Joseph Groven will never forget one of the biggest moments of his life because of the privilege he had of sharing it with his father. Even if going “blue” with the Army made Joseph the black sheep of an Air Force family, Stephen Groven listened to his son, bought into his decision and was there to swear him in.
Stephen’s role in the buildup to that moment wasn’t unlike many others before it, either.
He was military tough, but was also comfortable in his own skin and a tremendous listener who was there for his kids however they needed him to be. Joseph had to do a little convincing about joining the Army while the United States was at war, but Stephen heard him and gave him his full blessing to chase the dream.
“Once he started to understand that was something I needed to do for myself, he was right there with me,” Joseph said. “He was there for my swearing in, then when I became an actual infantryman.
“They call it turning blue where you get the blue chord, and he was able to do that as well. It’s one of my greatest moments to have my dad there with me and to see the aura of pride coming off him. It was pretty deep.”
Depth is a good word to begin describing Stephen Groven and his approach to life. Charismatic would be another, along with friendly, spiritual, honest, attentive, down to earth and emotionally available.
He set boundaries for his kids — Tim, Dan, Stephanie, Jessica and Joseph — but was sure to guide them and explain why. The kids felt loved, but understood what the rules were. His communication was impeccable.
“If there’s ever something he wants to get across, he’s able to communicate it,” Joe said. “It’s not clear as mud. It’s shinier than a diamond.”
Stephen has taken all those parenting skills and applied them now as a grandfather to 13 grandchildren who run a full range from 21 years old to not-yet-born. He isn’t the type to fill them up with sugar, say yes to everything, then hand them back to his kids. Stephen connects with all of them and still relishes his role as a teacher.
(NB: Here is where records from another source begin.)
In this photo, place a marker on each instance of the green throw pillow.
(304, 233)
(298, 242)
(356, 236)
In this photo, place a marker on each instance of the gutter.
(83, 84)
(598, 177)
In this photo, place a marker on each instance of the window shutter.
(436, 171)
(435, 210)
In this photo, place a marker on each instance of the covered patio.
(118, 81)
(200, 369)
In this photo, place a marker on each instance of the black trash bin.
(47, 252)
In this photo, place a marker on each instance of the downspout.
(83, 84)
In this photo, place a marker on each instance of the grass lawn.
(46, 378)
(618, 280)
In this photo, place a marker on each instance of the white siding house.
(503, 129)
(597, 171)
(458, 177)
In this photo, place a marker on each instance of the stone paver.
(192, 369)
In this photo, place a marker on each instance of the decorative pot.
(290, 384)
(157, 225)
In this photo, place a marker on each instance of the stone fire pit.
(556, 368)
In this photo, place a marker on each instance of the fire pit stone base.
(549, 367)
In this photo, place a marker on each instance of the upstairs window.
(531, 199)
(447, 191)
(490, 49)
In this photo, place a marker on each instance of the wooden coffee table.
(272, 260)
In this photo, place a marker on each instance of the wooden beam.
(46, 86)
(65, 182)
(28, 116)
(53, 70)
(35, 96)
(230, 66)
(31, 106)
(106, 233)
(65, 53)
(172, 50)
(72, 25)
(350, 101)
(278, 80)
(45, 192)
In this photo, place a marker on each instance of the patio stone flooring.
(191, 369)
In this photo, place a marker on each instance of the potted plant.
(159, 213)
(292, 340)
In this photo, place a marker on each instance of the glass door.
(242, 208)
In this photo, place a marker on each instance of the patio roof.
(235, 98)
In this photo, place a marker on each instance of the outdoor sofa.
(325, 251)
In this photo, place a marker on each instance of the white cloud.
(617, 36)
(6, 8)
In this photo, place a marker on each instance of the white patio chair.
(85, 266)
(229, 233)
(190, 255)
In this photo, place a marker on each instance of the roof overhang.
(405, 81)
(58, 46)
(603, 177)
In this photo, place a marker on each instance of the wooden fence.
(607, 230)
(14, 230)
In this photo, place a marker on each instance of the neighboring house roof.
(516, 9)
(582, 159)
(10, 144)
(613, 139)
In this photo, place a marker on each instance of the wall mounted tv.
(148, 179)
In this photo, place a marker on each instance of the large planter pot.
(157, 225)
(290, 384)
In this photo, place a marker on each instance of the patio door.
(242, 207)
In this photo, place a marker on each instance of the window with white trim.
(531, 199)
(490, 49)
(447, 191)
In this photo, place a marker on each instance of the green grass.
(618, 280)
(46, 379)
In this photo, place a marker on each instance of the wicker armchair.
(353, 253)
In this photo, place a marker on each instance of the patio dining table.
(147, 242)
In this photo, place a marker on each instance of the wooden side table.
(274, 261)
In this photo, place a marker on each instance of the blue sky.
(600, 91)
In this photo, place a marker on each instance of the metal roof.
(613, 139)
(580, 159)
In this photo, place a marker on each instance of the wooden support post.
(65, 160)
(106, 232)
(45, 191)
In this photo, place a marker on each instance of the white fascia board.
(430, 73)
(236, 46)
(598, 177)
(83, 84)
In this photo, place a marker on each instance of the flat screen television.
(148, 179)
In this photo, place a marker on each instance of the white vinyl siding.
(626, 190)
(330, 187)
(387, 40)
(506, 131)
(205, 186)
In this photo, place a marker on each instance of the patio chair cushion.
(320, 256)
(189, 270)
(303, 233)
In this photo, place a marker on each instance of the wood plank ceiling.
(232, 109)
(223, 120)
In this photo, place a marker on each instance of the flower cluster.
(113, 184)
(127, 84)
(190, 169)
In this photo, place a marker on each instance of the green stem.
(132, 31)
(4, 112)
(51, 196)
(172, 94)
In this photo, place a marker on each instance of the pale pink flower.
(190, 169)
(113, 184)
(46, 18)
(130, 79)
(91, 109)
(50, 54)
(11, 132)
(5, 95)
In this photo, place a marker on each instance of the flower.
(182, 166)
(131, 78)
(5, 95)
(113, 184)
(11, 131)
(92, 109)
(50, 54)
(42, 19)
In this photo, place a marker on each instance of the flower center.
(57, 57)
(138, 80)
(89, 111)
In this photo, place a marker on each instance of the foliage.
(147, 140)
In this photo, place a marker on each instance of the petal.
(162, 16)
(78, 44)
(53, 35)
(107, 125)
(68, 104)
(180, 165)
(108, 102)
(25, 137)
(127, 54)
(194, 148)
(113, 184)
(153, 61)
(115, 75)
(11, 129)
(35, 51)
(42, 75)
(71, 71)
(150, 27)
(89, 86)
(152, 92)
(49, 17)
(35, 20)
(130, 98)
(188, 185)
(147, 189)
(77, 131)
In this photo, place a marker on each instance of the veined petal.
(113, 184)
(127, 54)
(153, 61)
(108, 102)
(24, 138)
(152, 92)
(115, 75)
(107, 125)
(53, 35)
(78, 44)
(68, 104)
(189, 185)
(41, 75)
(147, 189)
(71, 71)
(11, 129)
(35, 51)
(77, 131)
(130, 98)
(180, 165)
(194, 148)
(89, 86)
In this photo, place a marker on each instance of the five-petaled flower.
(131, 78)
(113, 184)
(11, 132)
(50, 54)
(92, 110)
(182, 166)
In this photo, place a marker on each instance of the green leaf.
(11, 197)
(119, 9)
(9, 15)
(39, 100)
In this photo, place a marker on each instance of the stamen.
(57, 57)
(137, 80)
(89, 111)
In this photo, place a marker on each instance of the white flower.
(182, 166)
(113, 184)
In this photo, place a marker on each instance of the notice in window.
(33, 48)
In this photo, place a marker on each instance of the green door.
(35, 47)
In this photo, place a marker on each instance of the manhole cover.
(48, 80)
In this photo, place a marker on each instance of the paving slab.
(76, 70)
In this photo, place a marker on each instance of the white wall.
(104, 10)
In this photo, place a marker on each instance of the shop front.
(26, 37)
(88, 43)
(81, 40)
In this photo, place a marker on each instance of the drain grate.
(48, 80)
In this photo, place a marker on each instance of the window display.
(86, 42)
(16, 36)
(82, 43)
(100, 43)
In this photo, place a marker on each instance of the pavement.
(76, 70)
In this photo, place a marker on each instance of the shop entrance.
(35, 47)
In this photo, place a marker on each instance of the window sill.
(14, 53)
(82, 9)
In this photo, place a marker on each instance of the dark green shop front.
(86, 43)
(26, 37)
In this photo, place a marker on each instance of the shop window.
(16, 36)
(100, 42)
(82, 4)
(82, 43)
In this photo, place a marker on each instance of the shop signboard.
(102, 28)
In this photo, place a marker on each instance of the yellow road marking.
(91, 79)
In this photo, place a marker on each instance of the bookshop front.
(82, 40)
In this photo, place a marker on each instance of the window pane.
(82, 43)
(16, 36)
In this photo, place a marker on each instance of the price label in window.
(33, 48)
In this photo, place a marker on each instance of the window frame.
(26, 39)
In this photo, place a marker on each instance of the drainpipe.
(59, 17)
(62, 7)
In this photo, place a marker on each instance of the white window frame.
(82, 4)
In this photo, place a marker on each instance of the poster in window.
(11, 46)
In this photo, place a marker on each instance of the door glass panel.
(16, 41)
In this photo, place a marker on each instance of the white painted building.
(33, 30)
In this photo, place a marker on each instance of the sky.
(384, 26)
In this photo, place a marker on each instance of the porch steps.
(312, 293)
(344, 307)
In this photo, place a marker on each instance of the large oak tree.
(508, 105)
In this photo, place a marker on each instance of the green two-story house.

More than anything now, Stephen and Marilynn are enjoying their well-earned retirements, though Stephen’s is more of a semi-retirement as a part-time postal clerk in tiny Hartland, Minn. He spends his time now kayaking and chatting up postal customers who walk into the building with letters and walk out with a new friend.
Boiled down, that’s exactly what Stephen has been to his family: A friend who supported, encouraged, listened, loved and handed out tough love. This Father’s Day is a perfect time to sit back and reflect on the impact he has had on their lives. For Joseph, it was simple.
“My father gave me the greatest gift anyone could give another person: he believed in me,” he said.